A década de 1930 foi toda marcada pelo forte desemprego nos EUA. Foi uma crise tão forte que levou a uma total descrença do capitalismo, dai o fortalecimento do ideário comunista e principalmente nazifascista, pois além de anticapitalista era também anticomunista. E fica nítida a hipocrisia de seus colegas de faculdade, especialmente o boa-pinta queridinho do campus, que fazia todo seu discurso contra os nazis, mas não se negaria a colaborar caso “eles ganhassem”. Faz muito sentido se lembrarmos que os mesmos Estados Unidos que se propunham como soldados da liberdade contra o nazismo, não evitavam em continuar com sua color line, distinguindo espaços para negros em brancos (isso mesmo, como na África do Sul e seu apartheid).

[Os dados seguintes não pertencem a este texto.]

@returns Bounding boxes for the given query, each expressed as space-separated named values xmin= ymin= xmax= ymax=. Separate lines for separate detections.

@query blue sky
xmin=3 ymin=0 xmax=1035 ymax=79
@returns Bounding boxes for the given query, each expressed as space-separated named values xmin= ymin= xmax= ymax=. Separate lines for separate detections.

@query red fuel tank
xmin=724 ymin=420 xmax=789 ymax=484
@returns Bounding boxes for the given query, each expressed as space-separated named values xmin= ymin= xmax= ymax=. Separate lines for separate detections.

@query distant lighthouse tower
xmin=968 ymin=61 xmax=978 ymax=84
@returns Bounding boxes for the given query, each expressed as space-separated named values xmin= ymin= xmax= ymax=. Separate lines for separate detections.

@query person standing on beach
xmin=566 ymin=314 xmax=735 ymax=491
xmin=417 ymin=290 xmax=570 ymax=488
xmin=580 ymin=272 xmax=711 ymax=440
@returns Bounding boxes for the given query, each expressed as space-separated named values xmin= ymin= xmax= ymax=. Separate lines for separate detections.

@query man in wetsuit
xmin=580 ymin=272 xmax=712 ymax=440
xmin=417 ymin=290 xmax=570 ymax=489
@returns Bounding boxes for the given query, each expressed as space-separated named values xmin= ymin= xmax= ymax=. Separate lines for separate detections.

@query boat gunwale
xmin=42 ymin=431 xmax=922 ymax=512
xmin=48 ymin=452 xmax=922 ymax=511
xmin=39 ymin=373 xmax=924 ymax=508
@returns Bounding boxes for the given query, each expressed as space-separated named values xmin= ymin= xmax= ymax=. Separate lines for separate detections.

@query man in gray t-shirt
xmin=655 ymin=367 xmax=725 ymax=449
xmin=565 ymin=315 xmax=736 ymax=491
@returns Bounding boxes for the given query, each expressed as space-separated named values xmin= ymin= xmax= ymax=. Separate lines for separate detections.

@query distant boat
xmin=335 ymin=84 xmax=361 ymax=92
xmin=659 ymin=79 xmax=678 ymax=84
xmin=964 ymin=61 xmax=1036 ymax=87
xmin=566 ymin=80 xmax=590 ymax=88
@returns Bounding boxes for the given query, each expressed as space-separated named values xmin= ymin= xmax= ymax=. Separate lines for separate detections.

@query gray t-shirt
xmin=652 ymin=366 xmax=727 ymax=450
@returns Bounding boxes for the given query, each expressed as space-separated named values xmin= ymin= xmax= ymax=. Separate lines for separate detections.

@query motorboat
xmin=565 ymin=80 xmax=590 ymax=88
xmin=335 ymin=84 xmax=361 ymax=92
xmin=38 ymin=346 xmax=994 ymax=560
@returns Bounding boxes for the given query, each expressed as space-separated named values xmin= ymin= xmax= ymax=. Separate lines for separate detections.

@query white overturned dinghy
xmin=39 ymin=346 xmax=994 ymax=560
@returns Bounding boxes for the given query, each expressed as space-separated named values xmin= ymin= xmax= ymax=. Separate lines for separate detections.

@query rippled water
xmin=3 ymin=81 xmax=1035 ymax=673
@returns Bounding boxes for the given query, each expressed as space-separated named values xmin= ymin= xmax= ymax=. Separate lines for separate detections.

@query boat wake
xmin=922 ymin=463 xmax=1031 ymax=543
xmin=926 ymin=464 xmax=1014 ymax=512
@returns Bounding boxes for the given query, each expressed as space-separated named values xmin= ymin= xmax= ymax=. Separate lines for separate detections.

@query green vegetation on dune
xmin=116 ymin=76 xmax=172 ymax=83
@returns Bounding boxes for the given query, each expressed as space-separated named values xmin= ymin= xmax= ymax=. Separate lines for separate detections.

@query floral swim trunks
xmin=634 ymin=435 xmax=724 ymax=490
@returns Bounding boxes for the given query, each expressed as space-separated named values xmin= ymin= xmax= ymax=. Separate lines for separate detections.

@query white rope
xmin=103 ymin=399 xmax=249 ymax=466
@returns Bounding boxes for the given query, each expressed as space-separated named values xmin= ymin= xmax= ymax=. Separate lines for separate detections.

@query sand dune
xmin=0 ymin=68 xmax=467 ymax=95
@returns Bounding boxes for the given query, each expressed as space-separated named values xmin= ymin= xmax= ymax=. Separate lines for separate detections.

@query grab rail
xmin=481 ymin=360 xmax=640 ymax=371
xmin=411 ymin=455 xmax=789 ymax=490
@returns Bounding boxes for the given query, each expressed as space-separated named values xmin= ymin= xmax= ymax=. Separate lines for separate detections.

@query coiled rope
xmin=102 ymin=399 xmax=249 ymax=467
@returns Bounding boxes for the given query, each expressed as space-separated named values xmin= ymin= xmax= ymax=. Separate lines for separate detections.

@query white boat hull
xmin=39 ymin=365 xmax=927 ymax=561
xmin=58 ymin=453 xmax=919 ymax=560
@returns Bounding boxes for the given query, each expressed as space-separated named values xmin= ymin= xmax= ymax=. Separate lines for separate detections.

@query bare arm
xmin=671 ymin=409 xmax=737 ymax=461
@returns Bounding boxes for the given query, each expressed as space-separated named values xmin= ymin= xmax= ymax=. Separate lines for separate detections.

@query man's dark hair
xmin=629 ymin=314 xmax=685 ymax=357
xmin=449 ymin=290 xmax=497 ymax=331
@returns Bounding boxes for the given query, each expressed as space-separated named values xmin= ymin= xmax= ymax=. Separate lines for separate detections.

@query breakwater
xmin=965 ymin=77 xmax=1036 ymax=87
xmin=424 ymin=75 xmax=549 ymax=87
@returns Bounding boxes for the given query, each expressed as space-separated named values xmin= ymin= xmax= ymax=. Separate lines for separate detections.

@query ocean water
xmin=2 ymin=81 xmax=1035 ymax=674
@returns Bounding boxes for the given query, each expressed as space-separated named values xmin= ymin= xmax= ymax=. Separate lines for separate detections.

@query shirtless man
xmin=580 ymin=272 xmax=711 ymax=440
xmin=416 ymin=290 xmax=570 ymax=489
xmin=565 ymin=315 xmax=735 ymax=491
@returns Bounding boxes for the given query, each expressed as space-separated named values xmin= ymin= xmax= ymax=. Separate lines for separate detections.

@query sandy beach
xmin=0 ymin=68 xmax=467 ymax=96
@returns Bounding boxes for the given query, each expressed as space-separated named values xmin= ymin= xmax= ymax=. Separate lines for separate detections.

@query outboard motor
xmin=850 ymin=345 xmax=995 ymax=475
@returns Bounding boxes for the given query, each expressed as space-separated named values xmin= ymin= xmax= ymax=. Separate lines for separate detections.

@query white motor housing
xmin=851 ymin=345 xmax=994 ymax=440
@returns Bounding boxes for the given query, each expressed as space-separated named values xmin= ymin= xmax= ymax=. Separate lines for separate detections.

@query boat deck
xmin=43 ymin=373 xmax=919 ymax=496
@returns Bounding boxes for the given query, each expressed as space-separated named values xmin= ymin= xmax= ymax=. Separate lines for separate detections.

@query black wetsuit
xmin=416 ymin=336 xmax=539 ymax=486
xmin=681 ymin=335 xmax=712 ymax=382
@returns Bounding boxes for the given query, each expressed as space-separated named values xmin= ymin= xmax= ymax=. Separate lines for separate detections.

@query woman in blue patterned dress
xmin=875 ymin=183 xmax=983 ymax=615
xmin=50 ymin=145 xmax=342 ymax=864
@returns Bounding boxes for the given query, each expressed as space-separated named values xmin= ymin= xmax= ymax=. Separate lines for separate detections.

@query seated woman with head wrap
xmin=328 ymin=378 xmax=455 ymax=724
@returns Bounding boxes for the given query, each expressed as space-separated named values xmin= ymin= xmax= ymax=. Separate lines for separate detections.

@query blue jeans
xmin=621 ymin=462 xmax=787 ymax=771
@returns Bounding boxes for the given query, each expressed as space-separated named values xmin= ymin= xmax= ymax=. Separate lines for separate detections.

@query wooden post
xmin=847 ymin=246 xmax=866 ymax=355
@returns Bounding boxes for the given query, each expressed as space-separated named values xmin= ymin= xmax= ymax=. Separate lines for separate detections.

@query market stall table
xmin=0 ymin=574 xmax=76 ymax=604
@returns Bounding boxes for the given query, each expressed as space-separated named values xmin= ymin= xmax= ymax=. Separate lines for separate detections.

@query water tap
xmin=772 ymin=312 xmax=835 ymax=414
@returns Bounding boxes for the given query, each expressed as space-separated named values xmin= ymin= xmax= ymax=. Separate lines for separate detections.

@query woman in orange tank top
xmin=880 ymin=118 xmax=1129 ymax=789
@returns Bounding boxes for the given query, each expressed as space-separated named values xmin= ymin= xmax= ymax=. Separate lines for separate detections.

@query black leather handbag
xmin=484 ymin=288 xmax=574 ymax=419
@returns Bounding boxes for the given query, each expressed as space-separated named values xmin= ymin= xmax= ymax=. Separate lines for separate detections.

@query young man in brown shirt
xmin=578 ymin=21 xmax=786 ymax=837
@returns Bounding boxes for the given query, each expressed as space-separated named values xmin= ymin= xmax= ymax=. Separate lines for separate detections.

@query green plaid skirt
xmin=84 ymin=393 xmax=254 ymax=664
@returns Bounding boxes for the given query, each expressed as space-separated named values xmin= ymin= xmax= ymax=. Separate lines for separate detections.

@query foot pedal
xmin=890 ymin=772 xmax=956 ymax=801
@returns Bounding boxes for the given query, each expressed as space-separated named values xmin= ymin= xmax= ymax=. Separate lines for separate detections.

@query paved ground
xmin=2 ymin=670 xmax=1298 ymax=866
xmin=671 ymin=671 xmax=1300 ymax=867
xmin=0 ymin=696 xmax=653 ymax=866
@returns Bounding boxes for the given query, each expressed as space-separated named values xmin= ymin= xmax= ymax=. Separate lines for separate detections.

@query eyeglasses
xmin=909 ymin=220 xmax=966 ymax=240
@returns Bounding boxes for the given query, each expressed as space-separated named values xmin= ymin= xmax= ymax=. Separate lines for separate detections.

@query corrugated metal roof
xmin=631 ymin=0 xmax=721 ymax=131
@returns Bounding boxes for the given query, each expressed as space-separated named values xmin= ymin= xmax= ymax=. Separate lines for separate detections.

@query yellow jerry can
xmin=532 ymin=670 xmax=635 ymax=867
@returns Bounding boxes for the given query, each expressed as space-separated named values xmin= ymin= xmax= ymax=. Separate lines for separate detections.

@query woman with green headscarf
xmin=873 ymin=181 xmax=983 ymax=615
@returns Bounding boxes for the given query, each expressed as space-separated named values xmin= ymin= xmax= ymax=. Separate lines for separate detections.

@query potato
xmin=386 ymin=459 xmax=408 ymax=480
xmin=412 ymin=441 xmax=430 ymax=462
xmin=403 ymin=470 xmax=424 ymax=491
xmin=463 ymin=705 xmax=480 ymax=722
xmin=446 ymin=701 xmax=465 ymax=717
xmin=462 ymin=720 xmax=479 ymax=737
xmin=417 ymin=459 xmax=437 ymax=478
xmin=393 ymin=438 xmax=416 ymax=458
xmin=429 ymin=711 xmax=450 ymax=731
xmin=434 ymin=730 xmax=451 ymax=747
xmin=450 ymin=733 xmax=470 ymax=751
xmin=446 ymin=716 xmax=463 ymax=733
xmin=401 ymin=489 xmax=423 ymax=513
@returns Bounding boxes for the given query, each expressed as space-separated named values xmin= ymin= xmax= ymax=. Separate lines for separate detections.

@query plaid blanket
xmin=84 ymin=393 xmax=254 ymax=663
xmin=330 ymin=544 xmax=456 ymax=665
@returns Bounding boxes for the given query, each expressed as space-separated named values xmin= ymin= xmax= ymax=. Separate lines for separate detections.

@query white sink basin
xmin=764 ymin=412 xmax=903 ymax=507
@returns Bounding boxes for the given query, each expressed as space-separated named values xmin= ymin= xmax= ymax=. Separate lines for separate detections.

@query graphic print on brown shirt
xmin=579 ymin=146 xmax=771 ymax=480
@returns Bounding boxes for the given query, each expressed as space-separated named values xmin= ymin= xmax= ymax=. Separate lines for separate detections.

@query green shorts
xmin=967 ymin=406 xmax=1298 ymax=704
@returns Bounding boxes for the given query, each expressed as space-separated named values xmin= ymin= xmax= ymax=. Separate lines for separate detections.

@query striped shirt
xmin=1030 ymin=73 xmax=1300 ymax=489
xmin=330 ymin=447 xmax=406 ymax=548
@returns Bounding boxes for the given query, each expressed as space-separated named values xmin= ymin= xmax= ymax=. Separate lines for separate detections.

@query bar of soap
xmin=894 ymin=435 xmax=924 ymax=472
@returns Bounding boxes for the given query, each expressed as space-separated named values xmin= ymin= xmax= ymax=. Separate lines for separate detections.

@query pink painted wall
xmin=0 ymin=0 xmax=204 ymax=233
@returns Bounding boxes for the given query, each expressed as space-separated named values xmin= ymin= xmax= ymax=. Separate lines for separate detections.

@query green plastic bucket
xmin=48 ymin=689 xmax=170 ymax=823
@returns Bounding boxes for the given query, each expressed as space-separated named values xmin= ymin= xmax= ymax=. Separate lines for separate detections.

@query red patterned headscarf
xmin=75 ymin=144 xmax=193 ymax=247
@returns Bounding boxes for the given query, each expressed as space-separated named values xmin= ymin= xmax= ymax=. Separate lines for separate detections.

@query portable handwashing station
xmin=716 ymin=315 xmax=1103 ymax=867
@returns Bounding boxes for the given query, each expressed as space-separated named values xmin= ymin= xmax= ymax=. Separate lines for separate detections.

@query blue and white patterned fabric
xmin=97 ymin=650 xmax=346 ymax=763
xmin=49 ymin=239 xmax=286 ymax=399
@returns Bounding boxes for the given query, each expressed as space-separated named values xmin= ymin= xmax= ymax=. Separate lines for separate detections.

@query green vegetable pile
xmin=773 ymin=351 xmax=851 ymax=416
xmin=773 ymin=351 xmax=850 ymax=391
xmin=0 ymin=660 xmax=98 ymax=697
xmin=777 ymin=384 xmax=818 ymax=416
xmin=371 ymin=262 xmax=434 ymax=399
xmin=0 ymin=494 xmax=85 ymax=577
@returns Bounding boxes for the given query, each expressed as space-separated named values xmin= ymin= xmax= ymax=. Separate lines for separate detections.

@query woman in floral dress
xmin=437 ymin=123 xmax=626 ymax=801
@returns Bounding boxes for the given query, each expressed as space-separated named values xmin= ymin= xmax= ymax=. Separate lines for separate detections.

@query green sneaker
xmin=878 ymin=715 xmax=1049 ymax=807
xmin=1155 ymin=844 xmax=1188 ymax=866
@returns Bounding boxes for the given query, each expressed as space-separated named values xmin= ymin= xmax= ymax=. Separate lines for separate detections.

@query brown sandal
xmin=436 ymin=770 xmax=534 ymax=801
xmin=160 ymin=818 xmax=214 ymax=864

Como forte “herdeiro” de John Fante, Bukowski não poderia deixar de trazer recortes da vida que pulsa nas ruas. Vida esta que é manchada de sangue, suor e com cheiro de bebida alcoólica. Toda aquela gente com sua sobre vida, procurando formas de ganhar dinheiro e de gastar o mais devagar possível o pouco que tinham. Gente que usa de seu empenho e vontade, sem contando conseguir muito mais do que vencer aquele dia e preparar-se para o próximo que já se anuncia.
Ficaria curioso em saber qual a reação de todo um grupo de professores ao lerem esta obra. Este livro tem um pouco do efeito dos incompreendidos de Truffaut. Até porque escuto muita gente (professores ou não) dizendo como tem que ser feito, que a rigidez de antigamente deveria voltar, que hoje em dia está “virado”. Certamente Misto-quente não se resume à memórias de Charles Bukowski, mas é óbvio que seus escritos tem reflexos de suas experiências. E dai que percebemos que a escola funcionava do mesmo jeito que hoje em dia, só que agora temos computadores, celulares, tênis de marca e ar-condicionado. O teste de paciência é ainda o mesmo para os alunos, e o desagrado é o mesmo para o professores.
Com sua escrita fácil, que deixa nossos olhos correrem pelas páginas, Misto-quente é também uma das obras mais tocantes que já li que tratam da adolescência. Apesar de não ter tido acne vulgaris, também não fui nenhum sucesso, seja com garotas, esportes ou notas. Chinaski, assim como o Arturo Bandini de A caminho de Los Angeles, é um sujeito de espírito forte, é Deus, como é difícil ter espírito forte, como é custoso mantar-se um espírito livre!